I worked inside the building as a young man, fresh from the Army. Swaddled in the bosom of the coquina-covered structure were five printing presses each three stories tall and hundreds of feet long. Men (and a very few women) swarmed across the bodies of the presses, tending to their needs. Adjusting, tweaking, coddling, feeding the presses paper and oil and ink. It took a crew of eight to bring the press to life. With a whoosh of air and hydraulics, coupled with electricity and manual effort, the printing press would seemingly come to life with a groan, soon supplanted by a roar of immense power that would shake the floors and ring in your ears.
Now, its been over two decades since I last stood on that floor, as much in awe the last time as the first. Today the floor was silent and cold. The only sound the occasional rattle of a power tool and the sound of safety horn as a forklift backed up. Other men were in attendance on the floor now, tearing the presses limb from limb, their electric cables spilling out like entrails. Waste ink dripping blood-like from broken pipes. The pressroom was dead.
When I started at the Sentinel, the paper was like a beautiful girl seeping into middle age. Still striking, still capable of turning heads. Still meaningful. Maybe she was just slightly past her prime - she had an impact but it was a little harder to get out of bed every morning. And behind her, in the shadows was someone new offering something different. She could just barely discern the challenge. That it was not so obvious only made it more unsettling.
The newspaper was somehow so permanent. It was Harry Truman holding up a paper with a wrong headline. It was a black and white photo of Lyndon Johnson with his hand on a Bible as a blood-drenched widow looked on. It was a beautiful blue sky with a shattered space shuttle raining down toward the fold on the front page. It was a paper as big as a turkey on your driveway every Thanksgiving Day. It was a daily chronicle of life, made tangible and readable and as regular as the sunrise. And we made it happen every single day.
Men often commingle their life with their work. A woman may see herself as a mother or a wife, or a woman but a man usually sees himself not as who he is but by what he does. We were pressmen. We were blue collar but we wrought a miracle everyday. We showed up on weekends, on holidays, during cold winter evenings and even during hurricanes and wars and we got the news out. We were proud of what we did. We were relevant.
My life there was so long ago. It’s been so long that I can’t remember everyone I worked with. Some names are with me always. There were some people that I liked or loved, or hated. Some people I can only see as glimpses, a hand or a mustache, a silly smile or a threatening glower. Their names lost. Others I can hear as a snippet of an echo. A peculiar laugh, a turn of phrase. Their names and faces gone too. I suppose it’s the same for many of them. Maybe I’m only a glimmer to them too.

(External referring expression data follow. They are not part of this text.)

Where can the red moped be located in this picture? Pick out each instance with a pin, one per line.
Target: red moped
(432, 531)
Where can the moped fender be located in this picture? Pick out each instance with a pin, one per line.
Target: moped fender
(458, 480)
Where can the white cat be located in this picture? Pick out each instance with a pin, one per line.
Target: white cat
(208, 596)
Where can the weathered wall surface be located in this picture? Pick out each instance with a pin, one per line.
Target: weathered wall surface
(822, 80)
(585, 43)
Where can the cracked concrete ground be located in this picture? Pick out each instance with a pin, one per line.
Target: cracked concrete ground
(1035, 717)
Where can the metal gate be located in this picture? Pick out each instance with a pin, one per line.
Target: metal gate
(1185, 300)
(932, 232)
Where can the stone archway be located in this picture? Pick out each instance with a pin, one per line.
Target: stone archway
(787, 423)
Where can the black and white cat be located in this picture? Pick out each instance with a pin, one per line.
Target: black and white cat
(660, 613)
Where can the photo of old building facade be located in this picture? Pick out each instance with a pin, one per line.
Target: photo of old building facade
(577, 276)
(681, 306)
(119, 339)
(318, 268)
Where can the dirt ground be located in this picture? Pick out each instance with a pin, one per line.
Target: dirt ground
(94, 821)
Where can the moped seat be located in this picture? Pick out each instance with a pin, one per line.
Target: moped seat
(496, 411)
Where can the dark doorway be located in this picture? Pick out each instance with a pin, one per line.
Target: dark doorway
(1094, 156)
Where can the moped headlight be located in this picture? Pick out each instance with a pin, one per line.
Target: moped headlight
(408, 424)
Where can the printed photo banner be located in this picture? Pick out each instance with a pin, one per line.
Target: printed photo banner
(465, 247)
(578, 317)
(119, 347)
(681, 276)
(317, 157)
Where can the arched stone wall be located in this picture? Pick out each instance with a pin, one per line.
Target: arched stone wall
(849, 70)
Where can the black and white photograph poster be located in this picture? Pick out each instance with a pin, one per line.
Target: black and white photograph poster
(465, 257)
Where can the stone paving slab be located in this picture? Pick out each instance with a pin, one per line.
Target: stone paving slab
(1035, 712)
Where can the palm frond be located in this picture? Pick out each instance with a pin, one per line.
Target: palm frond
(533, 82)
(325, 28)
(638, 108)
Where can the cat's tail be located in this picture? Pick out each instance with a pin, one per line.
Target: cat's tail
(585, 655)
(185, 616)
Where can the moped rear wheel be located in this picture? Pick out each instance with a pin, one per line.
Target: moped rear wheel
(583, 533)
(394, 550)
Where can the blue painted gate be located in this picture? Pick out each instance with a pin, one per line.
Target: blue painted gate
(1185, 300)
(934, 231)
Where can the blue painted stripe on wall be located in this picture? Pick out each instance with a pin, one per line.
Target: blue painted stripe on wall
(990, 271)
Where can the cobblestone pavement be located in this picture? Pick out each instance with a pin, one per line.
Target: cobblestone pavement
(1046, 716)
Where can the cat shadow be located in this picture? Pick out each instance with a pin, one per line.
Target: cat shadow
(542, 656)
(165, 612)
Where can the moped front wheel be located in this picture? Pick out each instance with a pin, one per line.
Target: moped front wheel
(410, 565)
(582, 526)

I wonder and even worry about my old coworkers. For many, their career at the Sentinel was the apex of their work life. It seemed somehow so impervious that I fear that many must have been left bereft without it. The newspaper offered good benefits and pay and prestige from a earlier day. I left when it was thought foolhardy to do so. I’d like to say it was because of some grand bit of foresight but it wasn’t. I just didn’t seem to fit in. Silly really; and utterly fortuitous. It wasn’t strategy, it was serendipity.
The traffic light turns green. I look over at the car next to mine. The driver’s head is down, texting a message on his cell phone. The horn of the car behind him honks and the texting driver looks up, his face a mixture of surprise and irritation. My car radio sends me an instant traffic alert via satellite. I drive away knowing I’m about to be delayed. The Sentinel building appears in my rear-view mirror, a discarded newspaper blowing silently across the parking lot.
I avert my gaze. I don’t want to see anymore.